I never participated in organized dramatic endeavors during my school years.  I was too busy attempting to be cool by pretending I was a jock.  In retrospect this was theatrics in its own right, given my lack of any notable athletic skill.  As a parent these days, and especially as a stay-at-home parent, I seem to be getting my shot on the "big stage", even though there isn't really a physical stage (last Thursday notwithstanding).  At times, my life has the tendency to feel like one big movie, or daytime television series, or even an off-broadway (way off) show.  Usually it tends to be a Rom-Com, but sometimes it's an action-packed thriller (usually when we are late needing to get somewhere), a sci-fi horror flick (typically involving scenes in the bathroom), or even a musical (when I just decide to sing everything I say to my kids).  Of course I'm usually cast in the standard role of dad, but also have had significant experience playing some form of royalty - typically prince.  I've dabbled in other roles too - pirate, butler, unicorn owner, shopping patron #2, etc. - in effort to diversify my character portfolio.  I've even had the opportunity to portray a variety of species from the kingdom Animalia, and not just as a voice-over.      

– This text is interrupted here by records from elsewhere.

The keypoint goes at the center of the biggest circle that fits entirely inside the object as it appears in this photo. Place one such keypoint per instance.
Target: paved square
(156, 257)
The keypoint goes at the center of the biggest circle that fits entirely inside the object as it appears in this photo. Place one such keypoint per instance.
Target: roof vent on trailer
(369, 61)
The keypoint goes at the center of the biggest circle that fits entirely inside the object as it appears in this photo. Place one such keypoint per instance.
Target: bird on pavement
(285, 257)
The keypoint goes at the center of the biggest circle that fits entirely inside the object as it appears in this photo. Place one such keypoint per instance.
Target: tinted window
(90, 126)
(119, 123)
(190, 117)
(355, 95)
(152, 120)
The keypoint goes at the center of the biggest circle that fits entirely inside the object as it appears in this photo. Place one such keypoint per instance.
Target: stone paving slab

When I'm "in character", anyone with a basic understanding of acceptable social behavior could arguably say that the way I interact with my kids would medically be defined as "bat-shit crazy".  But the kids don't get it, nor do they care.  If they understand what is going on, they think it's relatively hilarious, and though they can be a pretty tough crowd, they can also be pretty forgiving as long as you make a concerted effort.  They won't be overtly critical if my attempt at a British accent takes on more of an Aussie tone.  There is also no fear of flubbing your lines, as our life is essentially a non-rehearsed Saturday Night Live episode starring your's truly in every skit.  Taking a dramatic approach to the day can add an element of fun variety to the otherwise common drudgery of domestic life.  It can also serve as a strategy to try and stay sane in the throes of chaos.  Let's approach this bedwetting scene in a "good cop gone bad" character type.  I will do damn near anything to get my kids to laugh.

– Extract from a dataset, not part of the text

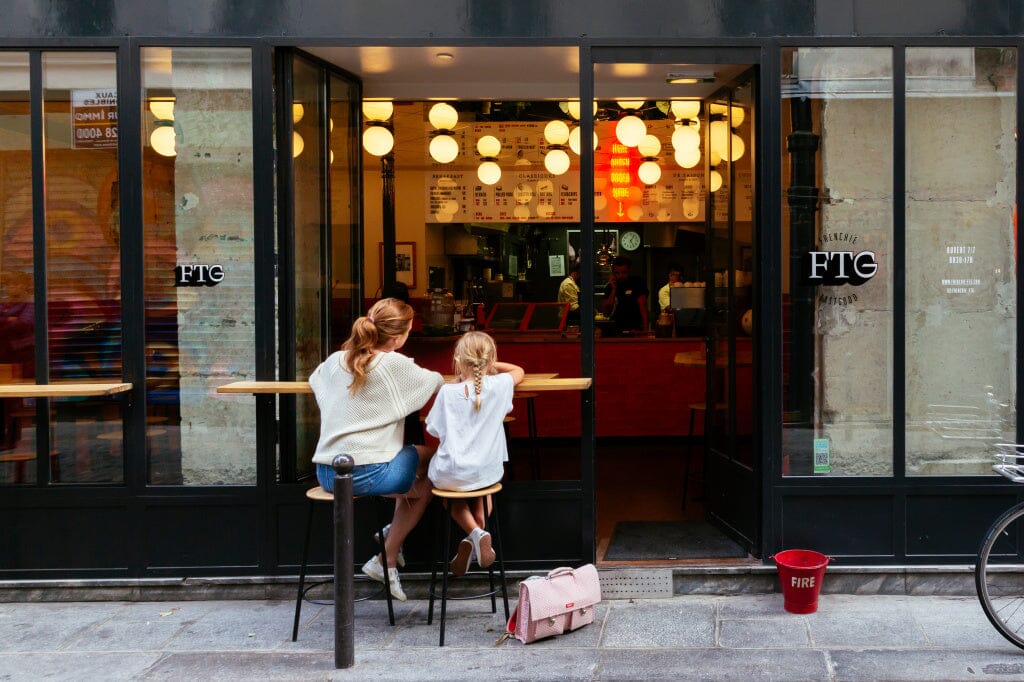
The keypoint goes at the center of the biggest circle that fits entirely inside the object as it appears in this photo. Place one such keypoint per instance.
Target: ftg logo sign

The girls haven't necessarily emulated my thespianism, as they've kept similar levels of drama over the years - absurdly high.  If anything, I'm just trying to keep up with their own theatrical displays.  Gus does some pretty emphatic facial expressions, but we usually chalk that up to gas.  It has been fun to watch the older ones assume different character roles while they are playing, as they've definitely started to understand that there is a level of creativity they need to employ to make those characters work.  I definitely hope that they are drawn to theater and performance as they get older, at least mildly, as I feel the skills you learn are essential tools to being a well adjusted person.  Putting yourself out there, especially on a stage, while terrifying, can also serve as an important life lesson in humility and be a huge boost of confidence.  It seems like it would also be really helpful when you need to "fake it to make it", a strategy I employ almost daily.

I think I've always been somewhat of a natural-born performer.  My mom likes to recount how my first public performance was at the ripe old age of 2, when I sang "Twinkle, Twinkle Little Star" in front of a class of high-schoolers that her friend was substitute teaching (and we wonder why the education system has gotten so bleak).  I've never really been one to shy away from the limelight, especially if it ends in a few laughs, typically at my expense.  I recently read that the typical age at which men stop being embarrassed by their own actions, regardless of their buffoonery, is around 50.  These days, especially with three kids, not much fazes me when I'm out in public.  A few months ago, I actually added "audition for, and get a part in a live theatrical performance" to my list of 40 things to do before I'm 40.  I'm sure they'll turn out in droves if and when that finally happens.

At this point, I can definitely sense that we have some extroverts in our two girls, and I hope that they continue to grow as performers, enjoying the beauty and excitement of creative art.  My hope is that when the light shines on them, they'll have the confidence to assume the role they've been asked to play, even if that light is a "deer shiner".  If, as Shakespeare says, "All the world's a stage, and all men and women are merely players" they best learn how to own that stage.  Sure it will be scary, probably a little embarrassing, and definitely exciting, but that's character building at its best.  And I guess if they want to become famous actors or musicians and want to support their old man in his aging years, that would be alright too.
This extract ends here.